For the function $$-3\sin\left(2x+\frac{\pi}{2}\right)+1$$ is its phase shift $-\dfrac{\pi}{4}$ or just $-\dfrac{\pi}{2}$?

Answer 1

The definition of "phase shift" actually depends on the context. For example, in a context where $A\sin(\omega x - \phi)$ is a sine wave or signal and $x$ is time, one often calls $\phi$ or $-\phi$ the phase shift. To be more precise, this could be called an angular phase shift, since this parameter shifts the argument of the sine function (an angle) away from its original angle.

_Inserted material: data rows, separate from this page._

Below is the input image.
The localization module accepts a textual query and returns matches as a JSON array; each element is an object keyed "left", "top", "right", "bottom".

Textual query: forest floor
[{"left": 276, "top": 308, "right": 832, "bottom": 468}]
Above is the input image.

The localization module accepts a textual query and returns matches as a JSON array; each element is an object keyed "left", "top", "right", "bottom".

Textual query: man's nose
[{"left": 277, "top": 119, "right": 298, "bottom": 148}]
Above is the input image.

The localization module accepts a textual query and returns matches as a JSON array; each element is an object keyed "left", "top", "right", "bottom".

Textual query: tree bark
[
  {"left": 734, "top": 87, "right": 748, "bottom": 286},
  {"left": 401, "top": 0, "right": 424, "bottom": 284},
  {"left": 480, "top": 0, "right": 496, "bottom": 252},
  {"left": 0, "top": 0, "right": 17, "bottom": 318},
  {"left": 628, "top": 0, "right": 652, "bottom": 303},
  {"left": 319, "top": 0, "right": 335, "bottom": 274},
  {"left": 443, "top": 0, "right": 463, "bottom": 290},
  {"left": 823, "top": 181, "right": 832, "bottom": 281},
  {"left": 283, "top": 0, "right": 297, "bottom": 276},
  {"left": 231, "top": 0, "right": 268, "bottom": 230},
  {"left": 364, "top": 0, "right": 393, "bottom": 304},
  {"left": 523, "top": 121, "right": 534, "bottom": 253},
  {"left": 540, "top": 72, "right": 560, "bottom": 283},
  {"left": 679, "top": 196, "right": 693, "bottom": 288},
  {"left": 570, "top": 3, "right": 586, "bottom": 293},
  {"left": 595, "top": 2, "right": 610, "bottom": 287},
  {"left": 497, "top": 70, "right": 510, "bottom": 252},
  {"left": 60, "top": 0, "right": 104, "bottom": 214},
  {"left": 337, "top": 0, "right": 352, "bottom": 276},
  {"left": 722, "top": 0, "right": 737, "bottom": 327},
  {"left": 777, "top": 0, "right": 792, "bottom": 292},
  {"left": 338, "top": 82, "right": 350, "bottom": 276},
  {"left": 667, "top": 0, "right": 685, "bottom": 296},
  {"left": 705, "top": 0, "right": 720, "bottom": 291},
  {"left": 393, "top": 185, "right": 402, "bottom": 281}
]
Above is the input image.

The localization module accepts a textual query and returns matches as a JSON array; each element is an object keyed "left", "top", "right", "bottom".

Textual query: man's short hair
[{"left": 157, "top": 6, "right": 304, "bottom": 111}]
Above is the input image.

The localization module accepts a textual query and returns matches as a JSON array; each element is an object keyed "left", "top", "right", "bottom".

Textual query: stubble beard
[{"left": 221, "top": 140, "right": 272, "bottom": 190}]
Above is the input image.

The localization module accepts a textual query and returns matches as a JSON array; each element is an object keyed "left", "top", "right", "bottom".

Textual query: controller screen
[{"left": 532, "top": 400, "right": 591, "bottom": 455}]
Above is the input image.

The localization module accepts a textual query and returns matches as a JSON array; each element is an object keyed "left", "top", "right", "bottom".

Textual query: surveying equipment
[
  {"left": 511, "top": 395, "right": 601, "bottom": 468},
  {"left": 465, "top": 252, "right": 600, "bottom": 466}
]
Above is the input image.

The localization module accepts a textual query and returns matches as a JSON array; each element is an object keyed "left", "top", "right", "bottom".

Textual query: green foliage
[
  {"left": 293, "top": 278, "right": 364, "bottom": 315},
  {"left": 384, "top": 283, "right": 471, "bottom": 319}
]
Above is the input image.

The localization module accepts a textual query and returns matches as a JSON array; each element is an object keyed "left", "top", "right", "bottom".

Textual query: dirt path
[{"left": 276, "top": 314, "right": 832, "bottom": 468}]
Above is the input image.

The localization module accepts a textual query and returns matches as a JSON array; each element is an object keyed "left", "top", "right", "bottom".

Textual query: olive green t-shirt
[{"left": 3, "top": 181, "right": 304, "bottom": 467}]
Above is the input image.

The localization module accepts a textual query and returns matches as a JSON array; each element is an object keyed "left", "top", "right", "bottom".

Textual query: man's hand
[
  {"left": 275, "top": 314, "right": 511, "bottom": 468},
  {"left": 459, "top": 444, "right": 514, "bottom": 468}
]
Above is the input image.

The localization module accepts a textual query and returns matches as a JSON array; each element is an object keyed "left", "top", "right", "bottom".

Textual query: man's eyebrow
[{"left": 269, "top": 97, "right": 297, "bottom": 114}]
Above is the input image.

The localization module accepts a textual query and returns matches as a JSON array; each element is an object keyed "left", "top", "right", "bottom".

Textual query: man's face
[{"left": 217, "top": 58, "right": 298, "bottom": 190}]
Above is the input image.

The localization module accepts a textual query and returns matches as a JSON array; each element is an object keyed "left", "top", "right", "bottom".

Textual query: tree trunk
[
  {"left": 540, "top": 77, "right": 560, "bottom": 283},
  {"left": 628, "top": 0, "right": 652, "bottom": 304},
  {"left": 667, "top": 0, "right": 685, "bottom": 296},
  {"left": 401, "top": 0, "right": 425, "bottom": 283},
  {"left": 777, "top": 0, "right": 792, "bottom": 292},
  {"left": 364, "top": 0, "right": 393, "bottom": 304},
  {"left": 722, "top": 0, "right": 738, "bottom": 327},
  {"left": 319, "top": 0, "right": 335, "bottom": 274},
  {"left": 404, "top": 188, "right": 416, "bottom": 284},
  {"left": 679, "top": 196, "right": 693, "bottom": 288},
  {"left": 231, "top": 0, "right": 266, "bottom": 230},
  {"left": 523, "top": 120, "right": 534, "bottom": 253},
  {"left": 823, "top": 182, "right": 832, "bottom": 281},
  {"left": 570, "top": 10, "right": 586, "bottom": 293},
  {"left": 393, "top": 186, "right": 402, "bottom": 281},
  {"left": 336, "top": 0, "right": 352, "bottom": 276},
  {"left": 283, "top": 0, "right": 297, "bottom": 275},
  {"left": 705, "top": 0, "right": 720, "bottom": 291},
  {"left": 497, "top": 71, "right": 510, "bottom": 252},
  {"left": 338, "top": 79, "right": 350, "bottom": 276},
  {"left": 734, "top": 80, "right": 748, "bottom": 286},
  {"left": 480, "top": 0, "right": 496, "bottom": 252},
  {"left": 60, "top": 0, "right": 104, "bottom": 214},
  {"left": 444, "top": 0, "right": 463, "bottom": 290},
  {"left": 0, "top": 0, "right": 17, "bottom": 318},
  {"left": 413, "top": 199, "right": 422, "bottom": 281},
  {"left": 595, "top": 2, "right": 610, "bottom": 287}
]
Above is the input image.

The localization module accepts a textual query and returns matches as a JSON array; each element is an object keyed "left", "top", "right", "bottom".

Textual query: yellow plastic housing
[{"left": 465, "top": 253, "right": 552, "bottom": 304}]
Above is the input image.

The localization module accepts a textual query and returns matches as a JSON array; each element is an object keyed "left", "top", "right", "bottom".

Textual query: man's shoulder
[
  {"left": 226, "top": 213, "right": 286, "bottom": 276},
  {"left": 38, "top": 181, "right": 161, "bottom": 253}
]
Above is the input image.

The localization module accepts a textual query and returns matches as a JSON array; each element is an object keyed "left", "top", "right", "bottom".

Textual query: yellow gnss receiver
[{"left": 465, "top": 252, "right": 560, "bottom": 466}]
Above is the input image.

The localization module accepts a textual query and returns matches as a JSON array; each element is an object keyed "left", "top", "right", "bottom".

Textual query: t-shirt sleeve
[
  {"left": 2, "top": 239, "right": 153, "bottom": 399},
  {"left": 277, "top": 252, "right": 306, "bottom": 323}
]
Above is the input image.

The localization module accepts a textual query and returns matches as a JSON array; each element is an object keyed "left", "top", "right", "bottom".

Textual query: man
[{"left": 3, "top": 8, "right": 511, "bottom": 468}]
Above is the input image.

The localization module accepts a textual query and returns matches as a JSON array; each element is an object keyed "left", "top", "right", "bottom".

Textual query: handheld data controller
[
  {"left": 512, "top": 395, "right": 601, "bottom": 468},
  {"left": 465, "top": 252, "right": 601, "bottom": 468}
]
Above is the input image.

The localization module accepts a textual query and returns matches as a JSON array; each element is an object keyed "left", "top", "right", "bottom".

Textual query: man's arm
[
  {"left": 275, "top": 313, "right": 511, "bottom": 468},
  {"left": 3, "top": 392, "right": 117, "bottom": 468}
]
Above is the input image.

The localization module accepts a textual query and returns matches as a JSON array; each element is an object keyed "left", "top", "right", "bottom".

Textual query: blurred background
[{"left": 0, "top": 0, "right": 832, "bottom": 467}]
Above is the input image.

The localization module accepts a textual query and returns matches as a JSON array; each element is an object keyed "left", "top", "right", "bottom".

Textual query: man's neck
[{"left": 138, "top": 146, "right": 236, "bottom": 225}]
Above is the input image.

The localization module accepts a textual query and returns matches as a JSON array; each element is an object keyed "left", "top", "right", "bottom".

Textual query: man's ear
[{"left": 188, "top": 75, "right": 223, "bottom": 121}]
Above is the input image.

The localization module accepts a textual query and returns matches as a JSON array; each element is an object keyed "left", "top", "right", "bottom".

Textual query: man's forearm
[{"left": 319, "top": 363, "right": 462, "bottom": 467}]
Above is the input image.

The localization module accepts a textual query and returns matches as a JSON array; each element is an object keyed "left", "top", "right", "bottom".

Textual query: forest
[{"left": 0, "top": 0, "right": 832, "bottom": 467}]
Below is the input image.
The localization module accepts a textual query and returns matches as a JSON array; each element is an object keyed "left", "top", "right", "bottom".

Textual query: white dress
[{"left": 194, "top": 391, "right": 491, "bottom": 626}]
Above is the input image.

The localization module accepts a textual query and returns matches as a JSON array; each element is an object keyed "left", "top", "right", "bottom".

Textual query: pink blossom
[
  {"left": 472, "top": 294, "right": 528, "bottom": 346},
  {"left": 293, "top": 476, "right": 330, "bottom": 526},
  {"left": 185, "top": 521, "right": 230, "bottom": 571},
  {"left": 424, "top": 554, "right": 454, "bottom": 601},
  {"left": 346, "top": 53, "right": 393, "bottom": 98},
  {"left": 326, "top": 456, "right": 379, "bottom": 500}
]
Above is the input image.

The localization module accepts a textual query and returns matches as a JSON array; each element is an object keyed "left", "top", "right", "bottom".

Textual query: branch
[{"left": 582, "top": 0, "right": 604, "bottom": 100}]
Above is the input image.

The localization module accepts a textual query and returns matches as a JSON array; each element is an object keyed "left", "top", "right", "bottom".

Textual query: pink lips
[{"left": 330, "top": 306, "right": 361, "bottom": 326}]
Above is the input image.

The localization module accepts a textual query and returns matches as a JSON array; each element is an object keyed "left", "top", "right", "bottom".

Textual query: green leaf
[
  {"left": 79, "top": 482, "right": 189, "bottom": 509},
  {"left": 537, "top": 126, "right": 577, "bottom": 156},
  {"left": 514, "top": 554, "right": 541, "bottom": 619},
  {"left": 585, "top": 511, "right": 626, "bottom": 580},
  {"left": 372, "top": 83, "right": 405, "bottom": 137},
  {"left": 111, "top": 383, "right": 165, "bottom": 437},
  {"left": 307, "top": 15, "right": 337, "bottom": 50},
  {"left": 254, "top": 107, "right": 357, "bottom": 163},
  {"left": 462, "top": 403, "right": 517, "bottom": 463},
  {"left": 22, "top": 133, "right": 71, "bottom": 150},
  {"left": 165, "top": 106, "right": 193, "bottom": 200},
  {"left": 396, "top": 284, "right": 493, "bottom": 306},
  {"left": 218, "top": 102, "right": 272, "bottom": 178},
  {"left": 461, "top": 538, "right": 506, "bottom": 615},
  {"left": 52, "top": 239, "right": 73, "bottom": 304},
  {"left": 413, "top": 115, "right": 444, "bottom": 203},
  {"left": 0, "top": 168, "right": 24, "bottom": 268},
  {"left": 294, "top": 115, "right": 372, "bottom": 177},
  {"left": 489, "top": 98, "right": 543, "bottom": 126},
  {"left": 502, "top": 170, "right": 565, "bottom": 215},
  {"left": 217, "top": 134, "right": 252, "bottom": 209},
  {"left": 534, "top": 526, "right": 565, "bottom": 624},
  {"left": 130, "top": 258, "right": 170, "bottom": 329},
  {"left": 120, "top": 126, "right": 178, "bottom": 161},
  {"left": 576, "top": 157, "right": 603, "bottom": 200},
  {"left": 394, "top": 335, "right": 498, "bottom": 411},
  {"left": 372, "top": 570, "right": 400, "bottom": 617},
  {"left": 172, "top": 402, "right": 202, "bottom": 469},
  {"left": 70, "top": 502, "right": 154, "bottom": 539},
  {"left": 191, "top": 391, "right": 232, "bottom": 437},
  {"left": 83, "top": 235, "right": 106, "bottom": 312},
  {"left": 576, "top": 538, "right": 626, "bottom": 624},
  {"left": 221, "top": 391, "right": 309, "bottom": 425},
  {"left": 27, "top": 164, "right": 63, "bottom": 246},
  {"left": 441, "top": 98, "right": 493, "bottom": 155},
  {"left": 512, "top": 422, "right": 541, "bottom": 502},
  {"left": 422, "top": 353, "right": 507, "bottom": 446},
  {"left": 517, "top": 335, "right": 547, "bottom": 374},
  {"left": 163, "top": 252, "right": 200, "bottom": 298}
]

On the other hand, in other contexts one would rather write the same sine wave as $A\sin\left(\omega(x - \frac{\phi}{\omega})\right)$, which highlights a different kind of shift, namely a temporal shift of $\frac{\phi}{\omega}$ seconds. If you graph the sine wave as a function of time, then this quantity is the proper horizontal shift that you see on the graph.

Answer 2

The phase shift of $-3\sin(2x+\frac{\pi}{2})+1=-3\sin\left(2\left(x+\frac{\pi}{4}\right)\right)+1$ relative to $-3\sin(2x)+1$ is $-\frac{\pi}{4}$.